René Louail, tête de liste écologiste aux régionales en Bretagne.
René Louail, tête de liste écologiste aux régionales en Bretagne. — C. Allain / APEI / 20 Minutes

ELECTIONS

Régionales 2015: Les écologistes dénoncent «la trahison» de Jean-Yves Le Drian

La liste de René Louail a été écartée par les socialistes...

La Bretagne continue de cultiver sa singularité aux élections régionales. Alors que la gauche y arrive très largement en tête et que le Front national se situe en deçà de la moyenne, la région sera la seule où aucun accord n’a pu être trouvé entre les socialistes et les écologistes.

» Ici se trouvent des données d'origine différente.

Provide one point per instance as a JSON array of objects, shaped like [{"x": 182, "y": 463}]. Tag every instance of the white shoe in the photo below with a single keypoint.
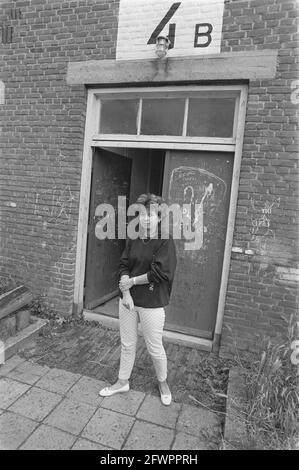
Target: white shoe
[
  {"x": 107, "y": 392},
  {"x": 165, "y": 399}
]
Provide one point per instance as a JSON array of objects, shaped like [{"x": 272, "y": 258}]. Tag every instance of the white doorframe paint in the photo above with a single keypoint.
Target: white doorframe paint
[{"x": 93, "y": 139}]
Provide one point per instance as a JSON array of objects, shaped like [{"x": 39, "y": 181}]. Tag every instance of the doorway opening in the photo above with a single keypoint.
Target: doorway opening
[
  {"x": 201, "y": 179},
  {"x": 116, "y": 172}
]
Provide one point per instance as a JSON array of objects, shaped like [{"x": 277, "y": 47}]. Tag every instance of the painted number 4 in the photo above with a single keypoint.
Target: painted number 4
[{"x": 202, "y": 30}]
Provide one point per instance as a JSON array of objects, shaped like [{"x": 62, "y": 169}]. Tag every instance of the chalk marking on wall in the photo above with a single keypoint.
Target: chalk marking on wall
[
  {"x": 60, "y": 207},
  {"x": 262, "y": 221}
]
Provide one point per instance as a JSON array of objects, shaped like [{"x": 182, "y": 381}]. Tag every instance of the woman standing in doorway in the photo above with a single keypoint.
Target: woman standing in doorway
[{"x": 146, "y": 275}]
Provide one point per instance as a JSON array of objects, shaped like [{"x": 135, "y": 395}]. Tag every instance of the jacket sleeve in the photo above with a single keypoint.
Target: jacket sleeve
[
  {"x": 124, "y": 262},
  {"x": 164, "y": 263}
]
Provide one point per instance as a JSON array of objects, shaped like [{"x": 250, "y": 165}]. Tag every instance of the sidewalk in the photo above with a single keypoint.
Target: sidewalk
[{"x": 50, "y": 408}]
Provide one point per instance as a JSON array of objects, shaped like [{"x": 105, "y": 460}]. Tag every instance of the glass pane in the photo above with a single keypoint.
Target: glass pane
[
  {"x": 211, "y": 117},
  {"x": 162, "y": 116},
  {"x": 118, "y": 116}
]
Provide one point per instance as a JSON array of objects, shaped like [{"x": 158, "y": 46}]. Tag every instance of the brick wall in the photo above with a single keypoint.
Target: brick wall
[
  {"x": 264, "y": 274},
  {"x": 42, "y": 122}
]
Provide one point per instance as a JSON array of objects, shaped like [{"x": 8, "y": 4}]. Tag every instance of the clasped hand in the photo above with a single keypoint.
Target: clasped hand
[{"x": 126, "y": 283}]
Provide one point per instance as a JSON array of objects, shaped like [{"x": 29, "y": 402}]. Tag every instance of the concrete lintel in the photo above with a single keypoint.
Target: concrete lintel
[{"x": 245, "y": 65}]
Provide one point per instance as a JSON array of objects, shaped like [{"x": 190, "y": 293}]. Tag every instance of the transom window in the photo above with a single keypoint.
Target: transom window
[{"x": 181, "y": 114}]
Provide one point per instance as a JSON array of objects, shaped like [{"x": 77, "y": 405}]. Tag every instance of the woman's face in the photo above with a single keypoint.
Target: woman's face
[{"x": 149, "y": 220}]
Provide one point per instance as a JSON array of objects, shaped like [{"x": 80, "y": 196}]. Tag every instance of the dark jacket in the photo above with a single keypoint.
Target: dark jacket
[{"x": 157, "y": 258}]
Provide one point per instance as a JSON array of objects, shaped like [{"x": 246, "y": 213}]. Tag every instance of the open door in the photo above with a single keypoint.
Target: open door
[
  {"x": 203, "y": 178},
  {"x": 110, "y": 178}
]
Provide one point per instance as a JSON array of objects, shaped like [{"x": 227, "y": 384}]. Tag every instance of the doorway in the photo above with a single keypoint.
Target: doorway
[
  {"x": 201, "y": 179},
  {"x": 115, "y": 172}
]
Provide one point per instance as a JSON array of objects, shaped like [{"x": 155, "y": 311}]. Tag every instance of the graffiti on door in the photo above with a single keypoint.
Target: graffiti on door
[{"x": 203, "y": 192}]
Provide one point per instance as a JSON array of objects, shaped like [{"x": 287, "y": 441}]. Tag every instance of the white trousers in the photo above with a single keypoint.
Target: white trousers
[{"x": 152, "y": 322}]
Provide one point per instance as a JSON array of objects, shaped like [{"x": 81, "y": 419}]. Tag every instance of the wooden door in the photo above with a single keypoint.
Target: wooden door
[
  {"x": 203, "y": 178},
  {"x": 111, "y": 177}
]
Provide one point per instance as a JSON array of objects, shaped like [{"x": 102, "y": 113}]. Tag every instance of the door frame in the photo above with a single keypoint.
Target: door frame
[{"x": 93, "y": 139}]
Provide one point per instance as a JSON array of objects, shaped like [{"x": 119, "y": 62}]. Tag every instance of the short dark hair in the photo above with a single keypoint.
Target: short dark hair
[{"x": 147, "y": 199}]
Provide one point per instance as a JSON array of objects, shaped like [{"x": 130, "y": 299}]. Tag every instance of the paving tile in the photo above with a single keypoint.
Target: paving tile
[
  {"x": 185, "y": 441},
  {"x": 108, "y": 428},
  {"x": 48, "y": 438},
  {"x": 84, "y": 444},
  {"x": 152, "y": 410},
  {"x": 197, "y": 421},
  {"x": 10, "y": 390},
  {"x": 58, "y": 381},
  {"x": 71, "y": 416},
  {"x": 14, "y": 429},
  {"x": 36, "y": 403},
  {"x": 127, "y": 403},
  {"x": 148, "y": 436},
  {"x": 87, "y": 390},
  {"x": 10, "y": 364},
  {"x": 28, "y": 372}
]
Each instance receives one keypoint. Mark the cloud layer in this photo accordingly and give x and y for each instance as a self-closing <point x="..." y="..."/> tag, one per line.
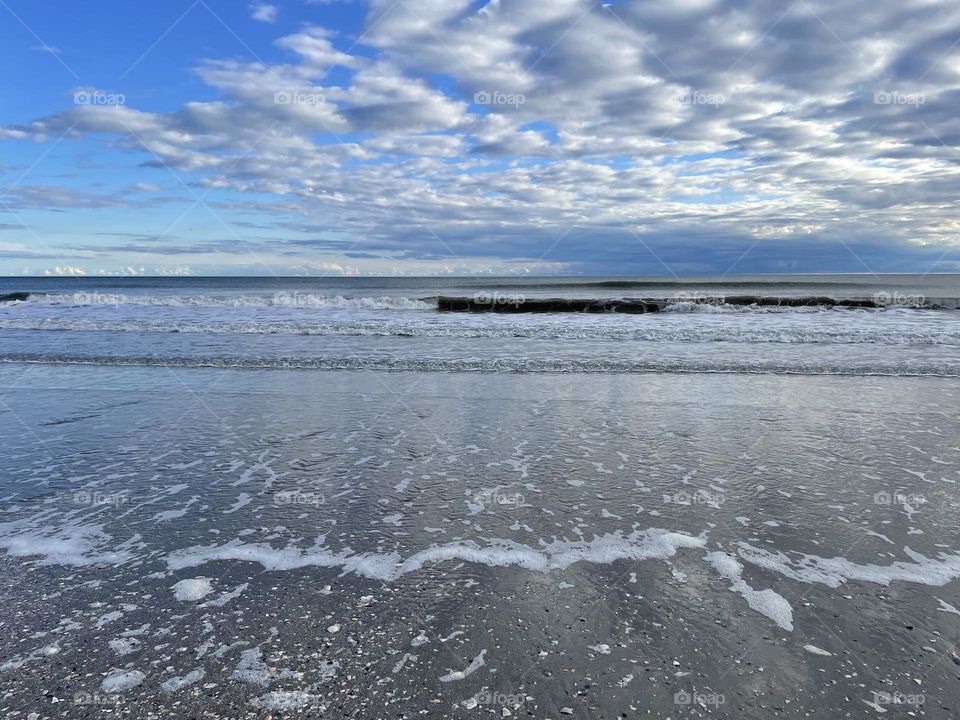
<point x="668" y="136"/>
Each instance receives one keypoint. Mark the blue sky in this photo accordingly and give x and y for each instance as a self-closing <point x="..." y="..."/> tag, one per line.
<point x="302" y="137"/>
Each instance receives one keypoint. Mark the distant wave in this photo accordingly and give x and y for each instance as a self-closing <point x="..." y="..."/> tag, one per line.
<point x="306" y="301"/>
<point x="688" y="300"/>
<point x="652" y="330"/>
<point x="499" y="364"/>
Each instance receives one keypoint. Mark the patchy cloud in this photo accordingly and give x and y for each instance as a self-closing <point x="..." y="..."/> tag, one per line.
<point x="663" y="136"/>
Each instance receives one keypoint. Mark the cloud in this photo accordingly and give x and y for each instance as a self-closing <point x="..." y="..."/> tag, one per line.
<point x="264" y="12"/>
<point x="694" y="136"/>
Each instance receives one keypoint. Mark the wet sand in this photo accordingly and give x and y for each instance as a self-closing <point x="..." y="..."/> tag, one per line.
<point x="198" y="543"/>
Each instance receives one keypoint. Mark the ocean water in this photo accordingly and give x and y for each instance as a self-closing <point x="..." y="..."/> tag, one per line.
<point x="325" y="498"/>
<point x="393" y="324"/>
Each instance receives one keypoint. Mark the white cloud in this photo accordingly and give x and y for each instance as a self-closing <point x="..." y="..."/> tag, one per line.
<point x="660" y="125"/>
<point x="264" y="12"/>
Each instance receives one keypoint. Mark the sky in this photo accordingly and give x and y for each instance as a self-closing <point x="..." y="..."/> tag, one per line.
<point x="461" y="137"/>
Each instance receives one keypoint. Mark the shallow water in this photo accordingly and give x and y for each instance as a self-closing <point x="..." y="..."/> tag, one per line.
<point x="373" y="544"/>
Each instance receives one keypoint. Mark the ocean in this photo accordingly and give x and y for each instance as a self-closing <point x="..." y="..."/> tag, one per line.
<point x="327" y="497"/>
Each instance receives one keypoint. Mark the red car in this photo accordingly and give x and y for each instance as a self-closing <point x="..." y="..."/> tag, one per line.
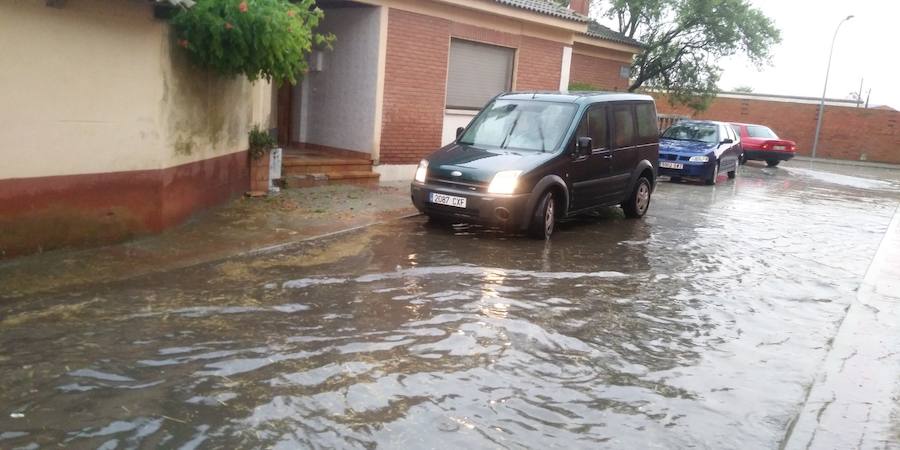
<point x="762" y="144"/>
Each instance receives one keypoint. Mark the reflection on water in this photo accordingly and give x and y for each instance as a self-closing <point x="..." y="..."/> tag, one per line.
<point x="699" y="326"/>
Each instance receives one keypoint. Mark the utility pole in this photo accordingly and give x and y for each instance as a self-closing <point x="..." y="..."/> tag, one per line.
<point x="859" y="95"/>
<point x="825" y="89"/>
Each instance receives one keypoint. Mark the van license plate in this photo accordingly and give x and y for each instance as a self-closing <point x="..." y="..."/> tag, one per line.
<point x="449" y="200"/>
<point x="668" y="165"/>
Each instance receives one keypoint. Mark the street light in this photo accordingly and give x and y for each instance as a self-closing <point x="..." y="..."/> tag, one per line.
<point x="822" y="102"/>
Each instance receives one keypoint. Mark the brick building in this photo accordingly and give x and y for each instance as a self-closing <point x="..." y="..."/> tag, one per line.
<point x="110" y="133"/>
<point x="404" y="74"/>
<point x="849" y="132"/>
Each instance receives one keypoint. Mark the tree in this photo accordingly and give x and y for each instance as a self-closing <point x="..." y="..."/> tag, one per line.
<point x="255" y="38"/>
<point x="685" y="39"/>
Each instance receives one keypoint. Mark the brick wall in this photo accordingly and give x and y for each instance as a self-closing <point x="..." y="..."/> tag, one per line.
<point x="414" y="83"/>
<point x="539" y="64"/>
<point x="598" y="72"/>
<point x="847" y="132"/>
<point x="416" y="78"/>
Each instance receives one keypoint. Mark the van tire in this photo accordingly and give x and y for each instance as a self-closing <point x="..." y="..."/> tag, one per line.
<point x="543" y="221"/>
<point x="639" y="201"/>
<point x="715" y="175"/>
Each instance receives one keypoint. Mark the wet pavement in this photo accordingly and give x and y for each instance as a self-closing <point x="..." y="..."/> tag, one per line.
<point x="704" y="325"/>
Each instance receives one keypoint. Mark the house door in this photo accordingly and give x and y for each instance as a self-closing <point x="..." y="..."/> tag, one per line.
<point x="285" y="114"/>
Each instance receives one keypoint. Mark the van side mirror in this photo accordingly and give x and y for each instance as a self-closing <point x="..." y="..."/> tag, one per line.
<point x="584" y="146"/>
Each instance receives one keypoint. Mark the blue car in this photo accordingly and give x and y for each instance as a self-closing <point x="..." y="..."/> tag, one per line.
<point x="700" y="149"/>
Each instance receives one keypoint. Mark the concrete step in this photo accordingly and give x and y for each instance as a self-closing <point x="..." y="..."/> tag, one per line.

La liste de René Louail, créditée de 6,70 % des voix, est donc éclipsée du second tour. « C’est une trahison. Cette attitude d’arrogance et d’autorité, nous la dénonçons. Jean-Yves Le Drian a tout fait pour qu’il n’y ait pas d’écologistes au Conseil régional », tacle René Laouail. Accusés par Jean-Yves Le Drian d’avoir des exigences trop élevées sur le nombre de postes, les écologistes ont livré leur version des faits. « Il ne peut pas y avoir de désaccord, car il n’y a pas eu d’échange », regrette René Louail.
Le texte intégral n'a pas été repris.